Oh, and of course, there are the blemishes, the greasy forehead, the sore breasts, and the random crying outbursts that became annoying.

However, several lifestyle adjustments, including some dietary changes and supplements, meant that my PMS has definitely eased.

It’s not gone, but it’s not a patch on what it used to be either.

Here are the changes I’ve made, plus some other expert tips that might help you take control of your PMS, once and for all…

I take a vitamin B supplement for general control of PMS

“Simple changes like adding an PMS supplement rich in B vitamins to your daily routine can help alleviate common PMS symptoms,” says Shona.

“Vitamins B2 and B3 help regulate hormonal fluctuations that lead to oily skin and puffiness, while vitamin B6 helps the body turn food into fuel, regulates the nervous system, and aids in the creation of hormones that improve mood. mood, such as serotonin and dopamine. ”

I turn up my iron for energy

Women tend to be more prone to low iron levels since iron is lost during menstrual bleeding.

Not everyone’s cup of tea, but chicken liver is packed with iron.

Usually in the lead up to my period, I cook some chicken livers with onions.

“Iron helps regulate our mood through its involvement in the creation of serotonin, also known as ‘the happy hormone,’ so an increase in iron can help calm some of the less physical signs of PMS, such as low mood and lethargy,” says Shona.

“It’s also particularly important to eat some iron-rich foods after a particularly heavy flow to help combat blood loss from the body.”

Don’t you like liver?

Shona recommends including other iron-rich foods before and during your period, such as lentils, quinoa, or nuts. Red meat also contains high levels of iron.

I eat oily fish three times a week to improve my mood.

Sardines, mackerel, salmon… are just some of the fish I usually eat.

Whether it’s a coincidence or not, my mood is certainly less erratic than it was before during my period.

“Omega 3s have been shown to help with the production and availability of serotonin, and people with an omega 3 deficiency may be at greater risk of developing mental health problems,” explains Shona.

“Hormones like serotonin and dopamine play important roles in regulating our mood and helping us feel positive about the day and what it might offer.

“As levels of the hormone estrogen drop during PMS, serotonin and dopamine levels drop as well, which could explain why more than 50 percent of women feel depressed before their period.”

Shona adds: “Omega 3 is classified as an essential nutrient, which means that it cannot be produced by the body and must come from your diet or from an Omega 3 supplement.

“Great food sources of omega 3s include oily fish if it’s not plant-based, or nuts, seeds, and olive oil if it is.”

I take zinc to keep my skin calmer

Period spots can be a real plague.

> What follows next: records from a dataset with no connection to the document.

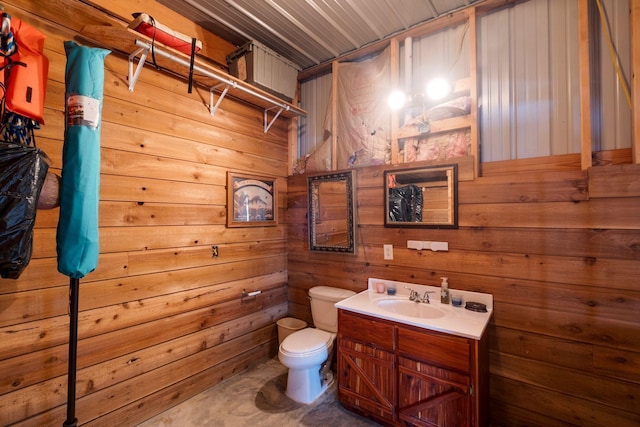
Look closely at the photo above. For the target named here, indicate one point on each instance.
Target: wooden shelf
(132, 43)
(437, 126)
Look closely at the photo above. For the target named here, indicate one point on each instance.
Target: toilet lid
(306, 340)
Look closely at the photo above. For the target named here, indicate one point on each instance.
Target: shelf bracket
(133, 76)
(213, 107)
(266, 111)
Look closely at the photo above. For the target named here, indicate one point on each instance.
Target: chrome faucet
(415, 296)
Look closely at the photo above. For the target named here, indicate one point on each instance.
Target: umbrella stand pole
(74, 289)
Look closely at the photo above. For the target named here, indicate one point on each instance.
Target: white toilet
(305, 351)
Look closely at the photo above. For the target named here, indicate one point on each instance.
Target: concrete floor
(256, 398)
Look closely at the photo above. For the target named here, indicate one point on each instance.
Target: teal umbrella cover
(77, 237)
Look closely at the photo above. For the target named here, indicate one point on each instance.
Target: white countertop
(456, 321)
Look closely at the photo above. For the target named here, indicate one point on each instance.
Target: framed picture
(251, 200)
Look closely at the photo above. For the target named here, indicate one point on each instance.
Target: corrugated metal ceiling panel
(309, 32)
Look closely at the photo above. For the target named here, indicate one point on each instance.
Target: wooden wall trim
(635, 66)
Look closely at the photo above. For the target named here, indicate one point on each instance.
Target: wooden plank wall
(160, 318)
(559, 249)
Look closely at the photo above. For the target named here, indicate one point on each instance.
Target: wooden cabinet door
(366, 378)
(432, 396)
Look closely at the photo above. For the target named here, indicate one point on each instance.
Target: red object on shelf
(147, 25)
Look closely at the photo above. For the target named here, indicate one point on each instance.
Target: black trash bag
(22, 173)
(405, 203)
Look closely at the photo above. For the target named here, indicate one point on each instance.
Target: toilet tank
(323, 310)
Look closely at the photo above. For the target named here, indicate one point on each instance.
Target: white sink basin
(411, 309)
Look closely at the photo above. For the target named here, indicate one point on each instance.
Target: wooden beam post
(473, 91)
(635, 66)
(585, 84)
(394, 58)
(334, 115)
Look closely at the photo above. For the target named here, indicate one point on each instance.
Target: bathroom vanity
(400, 370)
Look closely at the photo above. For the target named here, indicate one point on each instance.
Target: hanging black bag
(22, 174)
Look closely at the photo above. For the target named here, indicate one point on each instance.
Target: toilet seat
(306, 342)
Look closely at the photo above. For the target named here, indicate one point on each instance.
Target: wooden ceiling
(311, 32)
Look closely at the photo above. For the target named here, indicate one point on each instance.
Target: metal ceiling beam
(299, 25)
(271, 30)
(196, 4)
(335, 25)
(395, 12)
(364, 17)
(432, 8)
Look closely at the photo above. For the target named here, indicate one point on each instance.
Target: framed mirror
(332, 212)
(422, 197)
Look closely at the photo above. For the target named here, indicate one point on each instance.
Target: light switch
(388, 251)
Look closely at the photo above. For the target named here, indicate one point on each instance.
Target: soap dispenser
(444, 291)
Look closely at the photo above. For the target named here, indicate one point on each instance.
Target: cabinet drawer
(365, 329)
(440, 350)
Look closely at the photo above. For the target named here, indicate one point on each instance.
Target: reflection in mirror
(332, 212)
(422, 197)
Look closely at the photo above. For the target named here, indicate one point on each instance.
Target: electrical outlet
(388, 251)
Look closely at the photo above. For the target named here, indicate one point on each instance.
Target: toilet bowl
(307, 352)
(304, 353)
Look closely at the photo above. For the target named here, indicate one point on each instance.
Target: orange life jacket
(27, 82)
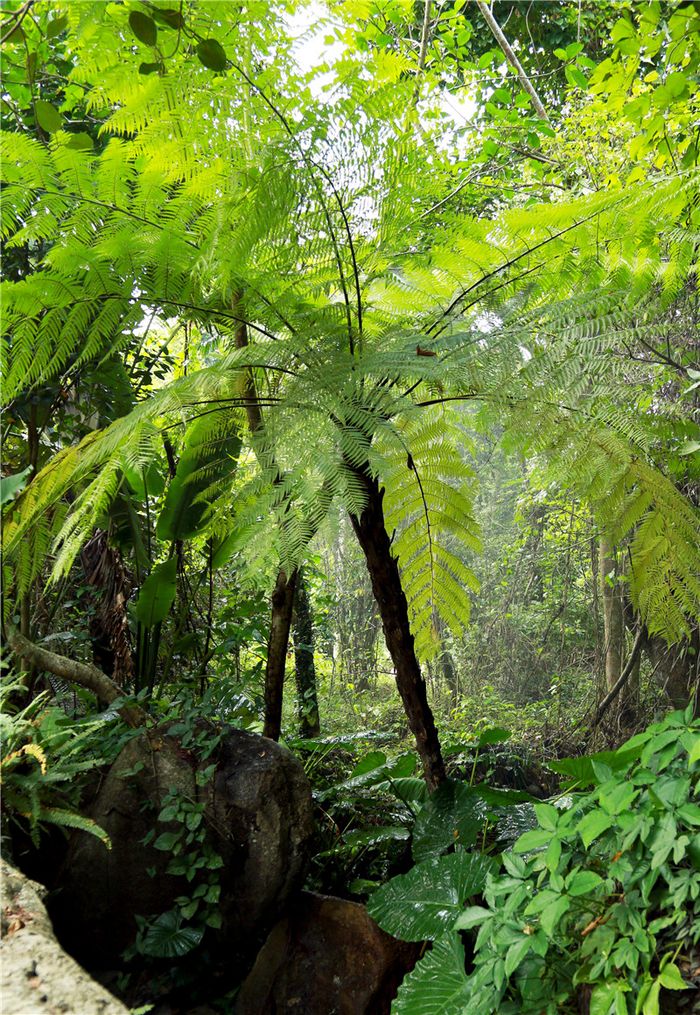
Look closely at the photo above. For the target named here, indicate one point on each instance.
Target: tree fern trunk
(306, 699)
(383, 572)
(282, 604)
(613, 618)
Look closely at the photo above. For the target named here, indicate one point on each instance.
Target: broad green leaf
(438, 985)
(166, 938)
(157, 594)
(553, 914)
(80, 142)
(496, 735)
(694, 753)
(471, 917)
(57, 25)
(10, 486)
(650, 1005)
(211, 54)
(426, 901)
(369, 762)
(547, 815)
(607, 998)
(149, 482)
(168, 16)
(453, 814)
(210, 456)
(671, 978)
(48, 117)
(534, 839)
(144, 27)
(592, 825)
(581, 882)
(516, 952)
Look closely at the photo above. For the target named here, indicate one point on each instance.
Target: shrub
(601, 898)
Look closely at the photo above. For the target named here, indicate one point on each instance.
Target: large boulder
(259, 819)
(37, 974)
(326, 957)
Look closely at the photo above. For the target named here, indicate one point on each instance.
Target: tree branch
(83, 674)
(622, 679)
(512, 59)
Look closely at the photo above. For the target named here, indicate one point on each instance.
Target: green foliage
(604, 892)
(44, 754)
(205, 469)
(425, 902)
(157, 594)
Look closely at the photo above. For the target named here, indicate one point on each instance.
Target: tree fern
(362, 322)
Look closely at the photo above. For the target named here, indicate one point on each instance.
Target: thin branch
(17, 16)
(622, 679)
(423, 52)
(512, 59)
(83, 674)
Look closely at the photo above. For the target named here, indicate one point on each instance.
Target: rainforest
(350, 481)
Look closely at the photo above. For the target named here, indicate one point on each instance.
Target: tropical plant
(44, 752)
(364, 337)
(603, 896)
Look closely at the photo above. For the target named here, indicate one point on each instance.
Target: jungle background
(351, 387)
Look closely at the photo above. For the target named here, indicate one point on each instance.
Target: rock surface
(37, 974)
(259, 818)
(327, 957)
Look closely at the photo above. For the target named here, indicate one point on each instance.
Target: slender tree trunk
(83, 674)
(370, 530)
(306, 698)
(613, 614)
(511, 58)
(283, 596)
(278, 643)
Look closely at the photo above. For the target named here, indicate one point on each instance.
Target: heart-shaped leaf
(426, 901)
(144, 27)
(157, 594)
(48, 117)
(211, 54)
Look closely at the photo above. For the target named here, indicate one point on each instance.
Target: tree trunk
(306, 698)
(83, 674)
(677, 667)
(371, 533)
(283, 596)
(613, 614)
(282, 605)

But, studies have shown how essential zinc is for the normal functioning of the skin.

I started taking a zinc supplement a while back and while I still get little pimples, the horrible, brutally large pimples seem to have faded into the background.

Shona says that zinc is also great for brain health.

“Zinc is an essential mineral involved in a number of brain chemical reactions.

“We need zinc to regulate the release of neurotransmitters, including serotonin and dopamine.

“Low zinc levels can lead to increased risk of anxiety and depression, among other problems.”

A zinc supplement is helpful, as are other zinc-rich foods, including shellfish, seeds, and nuts.

I don’t go a day without magnesium for constipation

“Magnesium is required for more than 300 biomechanical reactions in the body, including the release and uptake of serotonin by the brain,” says Shona.

Which could be another reason my mood isn’t as crazy as it used to be.

I also find that magnesium before bed can help overcome PMS constipation that makes me feel very uncomfortable before my period.

A supplement can help. Like food sources.

“Nuts, legumes, seeds, and whole grains are good sources of magnesium. Try to include some in your daily diet and give your brain the help it might need when struggling with PMS symptoms,” says Shona.

Chasteberry can help hormones

“One of the lesser-known but effective treatments for PMS symptoms is chasteberry, the fruit of the chaste tree,” reveals Shona.

“Chasteberry has been used as a treatment for PMS symptoms for years and works by rebalancing hormones to negate common symptoms like mood swings and breast discomfort.”

Chasteberry can be found in PMS supplement capsules and can even be drunk as a tea.

Fill up on calcium to help bloating

Research has found that calcium could help alleviate water retention, as well as other symptoms of PMS, such as anxiety.

“Examples of calcium-rich foods include leafy greens like kale, spinach, navy beans, chickpeas, lentils, kiwi, almonds, fortified plant milks, and soy foods like tofu and the tempeh,” says Shona.

Don’t be too hard on yourself

It’s not always easy to eat the right foods, as PMS can make us want to eat more junk food.

“As blood sugar levels drop during PMS, cravings for high-sugar foods tend to increase, which, in turn, can exacerbate PMS symptoms such as constipation, gas and fatigue,” says Shona.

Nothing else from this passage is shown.